Perhaps he’d overdone it; some of the passengers were looking a little worried. So he continued hastily, hoping to divert their thoughts.
“We do use some compressed air for trimming and fine control. And in the final stages of the ascent, it will play a major role.
“Now, the skipper is going to fly us toward the stern, along the promenade deck. Then he’ll do a reverse run, so you’ll all have an equally good view. I won’t do any more talking for a while—”
Very slowly, Piccard moved the length of the great shadowy hulk. Much of it was in darkness, but some open hatches spilled dramatic fans of light where robots were at work in the interior, fixing buoyancy modules wherever lifting forces could be tolerated.
No one spoke a word as the weed-festooned walls of steel glided by. It was still very hard to grasp the scale of the wreck—still, after a hundred years, one of the largest passenger ships ever built. And the most luxurious, if only for reasons of pure economics. Titanic had marked the end of an era; after the war that was coming, no one would ever again be able to afford such opulence. Nor, perhaps, would anyone care to risk it, lest such arrogance once again pr
ovoke the envy of the gods.
The mountain of steel faded into the distance; for a while, the nimbus of light surrounding it was still faintly visible. Then there was only the barren seabed drifting below Piccard, appearing and disappearing in the twin ovals of its forward lights.

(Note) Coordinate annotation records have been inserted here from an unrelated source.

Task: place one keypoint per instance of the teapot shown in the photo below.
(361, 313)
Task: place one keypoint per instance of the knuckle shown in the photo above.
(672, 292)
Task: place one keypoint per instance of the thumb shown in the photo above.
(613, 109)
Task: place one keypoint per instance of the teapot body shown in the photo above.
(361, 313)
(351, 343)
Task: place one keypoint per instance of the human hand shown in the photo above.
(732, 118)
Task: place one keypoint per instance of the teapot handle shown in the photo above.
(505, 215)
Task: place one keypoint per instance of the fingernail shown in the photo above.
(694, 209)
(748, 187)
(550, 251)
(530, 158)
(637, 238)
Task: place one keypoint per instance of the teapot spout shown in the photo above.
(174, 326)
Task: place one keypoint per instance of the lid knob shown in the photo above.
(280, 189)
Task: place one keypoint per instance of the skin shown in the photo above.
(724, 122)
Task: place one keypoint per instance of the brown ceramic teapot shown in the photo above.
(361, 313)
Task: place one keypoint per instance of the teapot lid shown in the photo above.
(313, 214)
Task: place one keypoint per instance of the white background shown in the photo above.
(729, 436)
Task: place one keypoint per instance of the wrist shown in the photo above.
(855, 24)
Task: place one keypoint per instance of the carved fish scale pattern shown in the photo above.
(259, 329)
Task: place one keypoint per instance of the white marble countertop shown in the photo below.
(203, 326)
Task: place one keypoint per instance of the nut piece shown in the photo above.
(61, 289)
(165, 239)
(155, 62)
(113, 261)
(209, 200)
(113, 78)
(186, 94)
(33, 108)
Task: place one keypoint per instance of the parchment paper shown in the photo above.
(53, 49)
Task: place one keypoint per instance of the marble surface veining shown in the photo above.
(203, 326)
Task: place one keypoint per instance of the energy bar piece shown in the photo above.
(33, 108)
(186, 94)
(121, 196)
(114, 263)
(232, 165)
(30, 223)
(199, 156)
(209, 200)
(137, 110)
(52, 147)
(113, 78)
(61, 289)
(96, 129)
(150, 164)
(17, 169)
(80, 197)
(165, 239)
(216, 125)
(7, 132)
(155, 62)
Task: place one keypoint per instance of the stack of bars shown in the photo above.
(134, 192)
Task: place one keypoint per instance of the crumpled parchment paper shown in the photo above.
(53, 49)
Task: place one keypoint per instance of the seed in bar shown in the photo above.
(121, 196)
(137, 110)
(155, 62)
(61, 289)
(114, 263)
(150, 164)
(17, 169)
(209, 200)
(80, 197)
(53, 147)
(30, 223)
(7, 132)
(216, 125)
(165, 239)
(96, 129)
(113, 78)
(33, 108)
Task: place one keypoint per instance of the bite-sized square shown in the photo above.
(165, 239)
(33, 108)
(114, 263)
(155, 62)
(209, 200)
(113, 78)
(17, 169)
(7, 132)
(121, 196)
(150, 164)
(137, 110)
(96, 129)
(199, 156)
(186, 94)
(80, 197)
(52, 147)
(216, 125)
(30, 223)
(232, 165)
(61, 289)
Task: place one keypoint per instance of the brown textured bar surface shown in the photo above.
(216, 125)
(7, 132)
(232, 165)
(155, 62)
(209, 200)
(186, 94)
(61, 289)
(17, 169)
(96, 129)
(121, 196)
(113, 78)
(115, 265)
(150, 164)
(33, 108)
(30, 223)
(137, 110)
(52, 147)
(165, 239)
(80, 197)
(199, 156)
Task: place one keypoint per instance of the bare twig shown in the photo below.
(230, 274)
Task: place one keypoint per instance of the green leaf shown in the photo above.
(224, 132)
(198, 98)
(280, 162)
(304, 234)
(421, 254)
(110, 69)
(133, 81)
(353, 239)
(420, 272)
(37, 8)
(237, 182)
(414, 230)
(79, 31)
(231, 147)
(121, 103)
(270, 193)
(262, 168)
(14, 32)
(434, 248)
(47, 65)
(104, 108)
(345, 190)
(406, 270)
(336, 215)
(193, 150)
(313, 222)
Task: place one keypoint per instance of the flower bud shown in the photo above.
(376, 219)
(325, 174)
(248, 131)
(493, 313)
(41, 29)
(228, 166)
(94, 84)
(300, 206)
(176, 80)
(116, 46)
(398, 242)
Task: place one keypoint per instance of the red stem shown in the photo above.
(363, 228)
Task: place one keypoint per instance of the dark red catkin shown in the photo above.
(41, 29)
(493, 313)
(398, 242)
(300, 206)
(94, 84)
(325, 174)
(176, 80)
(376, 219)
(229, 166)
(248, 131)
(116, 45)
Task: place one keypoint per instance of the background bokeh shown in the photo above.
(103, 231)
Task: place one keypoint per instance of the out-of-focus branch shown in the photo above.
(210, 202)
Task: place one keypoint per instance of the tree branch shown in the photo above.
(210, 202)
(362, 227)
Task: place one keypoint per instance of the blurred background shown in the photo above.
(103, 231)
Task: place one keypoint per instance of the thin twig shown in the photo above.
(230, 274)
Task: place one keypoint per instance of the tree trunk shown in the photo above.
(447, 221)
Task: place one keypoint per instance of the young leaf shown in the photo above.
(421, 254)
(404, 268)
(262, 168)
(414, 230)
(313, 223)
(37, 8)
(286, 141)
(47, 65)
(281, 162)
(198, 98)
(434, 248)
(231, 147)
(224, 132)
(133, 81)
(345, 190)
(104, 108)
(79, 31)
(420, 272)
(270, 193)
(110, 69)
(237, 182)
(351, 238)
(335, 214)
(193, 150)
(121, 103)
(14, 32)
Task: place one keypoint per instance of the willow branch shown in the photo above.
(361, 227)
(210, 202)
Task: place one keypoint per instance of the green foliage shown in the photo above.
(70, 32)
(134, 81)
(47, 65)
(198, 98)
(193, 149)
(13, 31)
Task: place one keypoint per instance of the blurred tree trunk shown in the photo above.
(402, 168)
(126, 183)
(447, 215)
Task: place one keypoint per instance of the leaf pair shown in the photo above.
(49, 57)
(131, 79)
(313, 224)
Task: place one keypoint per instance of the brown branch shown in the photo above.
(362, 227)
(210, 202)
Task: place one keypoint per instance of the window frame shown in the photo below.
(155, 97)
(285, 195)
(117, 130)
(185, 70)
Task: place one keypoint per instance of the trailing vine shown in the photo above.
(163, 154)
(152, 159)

Though it was barren, it was not featureless; it was pitted and gouged, and crisscrossed with trenches and the scars of deep-sea dredges.
“This is the debris field,” said the guide, breaking his silence at last. “It was covered with pieces of the ship—crockery, furniture, kitchen utensils, you name it. They were all collected while Lloyd’s and the Canadian government were still arguing in the World Court. When the ruling came, it was too late—”
“What’s that?” one of the passengers suddenly asked. She had caught a glimpse of movement through her little window.
“Where— Let me see— Oh, that’s J.J.”
“Who?”
“Jason Junior. ISA—sorry, International Seabed Authority’s—latest toy. It’s being tested out—it’s an automatic surveying robot. They hope to have a small fleet of them, so that all the seabeds can be mapped down to one-meter resolution. Then we’ll know the ocean as well as we know the Moon. . . .”
Another oasis of light was appearing ahead, and presently resolved itself into a spectacle that was still hard to believe, no matter how many times one had seen it in photos or video displays.
Nothing of the stern portion of the wreck was now visible: it was all buried deep inside the huge, irregular block of ice sitting on the seabed. Protruding out of the ice were dozens of girders, to many of which half-inflated balloons had been attached by cables of varying length.
“It’s a very tricky job,” the young guide said, with obvious admiration. “The big problem is to stop the ice from breaking off and floating up by itself. So there’s a lot of internal structure that you can’t see. As well as a kind of roof up there on top.”